Phyllis Sagan takes pride in being a woman entrepreneur. The Swampscott resident single-handedly started her own real estate business more than 35 years ago. However, her charity work has always been of utmost importance to her.
After graduating from the University of Massachusetts Amherst, Sagan had a short teaching career.
“I’d like to say I was tired of the kids,” Sagan joked. “They were great kids.”
Sagan quickly decided to make a career change and earned her real estate license.
Once she had gained experience working at an agency, she decided to open her own office.
“There were very few women owners at the time, but there were a couple that I followed and used them to be my idols. If they could do it, I could try,” Sagan said. “My theory has always been, ‘If you don’t take the risk, you don’t get the gain.’”
Sagan Realtors operated as a “one-woman company” for nine months, until its success garnered the attention of future employees.
In 2018, Sagan Realtors merged with Harborside Sotheby’s International Realty with the goal of strengthening its presence in Swampscott and Marblehead.
Sagan’s history of community involvement includes serving as a board member for the Aviv Center (now known as the Jeffrey & Susan Brudnick Center for Living) in Peabody and the Jewish Federation of the North Shore, chairwoman of the North Shore Advisory Board of the Anti-Defamation League, a Swampscott Rotary Club member, co-chair of the LCHC Women’s Breakfast and the North Shore Development Committee of the Combined Jewish Philanthropies, and being a supporter of St. Joseph’s Food Pantry in Salem, Girls Inc., My Brother’s Table, and the Marblehead Counseling Center.

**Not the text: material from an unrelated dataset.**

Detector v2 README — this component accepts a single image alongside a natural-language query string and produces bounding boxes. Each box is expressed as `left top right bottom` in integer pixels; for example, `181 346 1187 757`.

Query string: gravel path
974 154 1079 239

“I always say I work so that I can give back,” Sagan said. “Thank goodness I’ve been good to the community, but they’ve been very good to me.”
Sagan credited her family with instilling a charitable mindset in her. For Women’s History Month, she highlighted two state female leaders as examples of what women are capable of achieving — Gov. Maura Healey and Lt. Gov. Kim Driscoll.
“I think women are very powerful today and people realize that we work perhaps harder than anybody else,” Sagan said. “We now have a woman governor and a lieutenant governor, so we have plenty of people to emulate.”